By Laudia Sawer
Tema, Aug. 24, GNA – Ms. Anna Naa Adukwei Addo, the Tema West Municipal Chief Executive Officer, has visited some electoral areas in the municipality to gather first-hand information on issues in the communities.
Ms. Addo was accompanied by other officials of the Assembly.
She visited the Halcrow electoral area in community two and the community five electoral area, where she interacted with residents and assembly members.
Ms Addo initiated the electoral area tours in 2022 with a plan to dedicate one week annually to visit the 11 electoral areas in the municipality to know what was happening on the ground.
Briefing the media after the tour, she said the areas were selected due to some serious issues, including drainage, sewer, and school infrastructure that had come to her attention.
She said, for instance, that the public nursery school at Tema Community Two-BBC, which was built by Dr. Kwame Nkrumah, had developed a lot of issues that needed immediate attention, adding that the Assembly had put in measures to ensure its refurbishment to ensure the safety of the children schooling in it.
At the Star Basic School in community five, she said since the construction of the school in 1974, it had not seen any major redevelopment, leading to the development of serious structural defects that posed a danger to the school community.
She indicated that the engineers of the TWMA had said that the building had exceeded its economic lifespan, therefore the move to build an 18-unit classroom block to replace the dilapidated one.
The Chief Executive Officer said currently a six-class room unit block had been completed in the first phase, expressing the hope that the remaining 12-classroom unit block, which would contain a library and ICT centre, would be ready by the middle of next year.
She said the pupils would then be fully relocated into the new structures for the demolition of the old ones to avert any disaster that would impede the safety of pupils and teachers.
Touching on other issues observed in the electoral areas, she said choked gutters and sewer problems were dominant in the areas visited, saying officers from the Assembly would come with excavators to clear some areas that were beyond the capability of residents to clean.

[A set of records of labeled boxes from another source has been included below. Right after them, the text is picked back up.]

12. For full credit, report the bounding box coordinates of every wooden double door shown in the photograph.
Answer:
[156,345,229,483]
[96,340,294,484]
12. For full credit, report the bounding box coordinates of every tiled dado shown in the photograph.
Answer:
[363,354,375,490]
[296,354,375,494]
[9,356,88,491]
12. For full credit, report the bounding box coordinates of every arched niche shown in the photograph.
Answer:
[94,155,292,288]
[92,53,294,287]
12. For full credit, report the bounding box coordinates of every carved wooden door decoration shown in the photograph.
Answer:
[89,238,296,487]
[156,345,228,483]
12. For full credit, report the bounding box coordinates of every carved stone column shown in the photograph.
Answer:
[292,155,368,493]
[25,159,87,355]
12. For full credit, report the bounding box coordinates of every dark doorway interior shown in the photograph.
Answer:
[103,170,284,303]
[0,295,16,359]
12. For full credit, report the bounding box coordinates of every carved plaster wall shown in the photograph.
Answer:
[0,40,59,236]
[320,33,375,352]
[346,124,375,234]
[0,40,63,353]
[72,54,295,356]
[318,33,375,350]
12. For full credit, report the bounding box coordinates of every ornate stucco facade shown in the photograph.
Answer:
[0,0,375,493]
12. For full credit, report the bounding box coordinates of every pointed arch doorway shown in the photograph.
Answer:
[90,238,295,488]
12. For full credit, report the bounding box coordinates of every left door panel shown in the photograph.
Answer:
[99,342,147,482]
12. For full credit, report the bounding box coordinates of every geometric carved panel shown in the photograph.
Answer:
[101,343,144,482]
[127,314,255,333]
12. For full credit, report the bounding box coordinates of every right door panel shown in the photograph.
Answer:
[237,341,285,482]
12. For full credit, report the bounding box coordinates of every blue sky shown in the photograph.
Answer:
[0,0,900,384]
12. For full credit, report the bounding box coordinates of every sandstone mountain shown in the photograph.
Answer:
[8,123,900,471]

She, however, added that some of the choked gutters were the result of poor sanitation actions by the residents, adding the situation would be tackled through intensified education of residents on the consequences of their actions.
She again said that after the education, the environmental health department of the Assembly would then move in to enforce the sanitation bylaws, including the operation Clean Your Frontage, which mandates residents to clean their siding and gutters or be summoned.
Meanwhile, residents in the areas visited complained of broken drainage and blocked sewer lines, which led to flooding of their homes whenever it rained.
According to them, they were ready to maintain the drains and therefore urged the assembly to clear containers erected on sewer lines and drainages, as that contributed to the issue of blockage and overflow.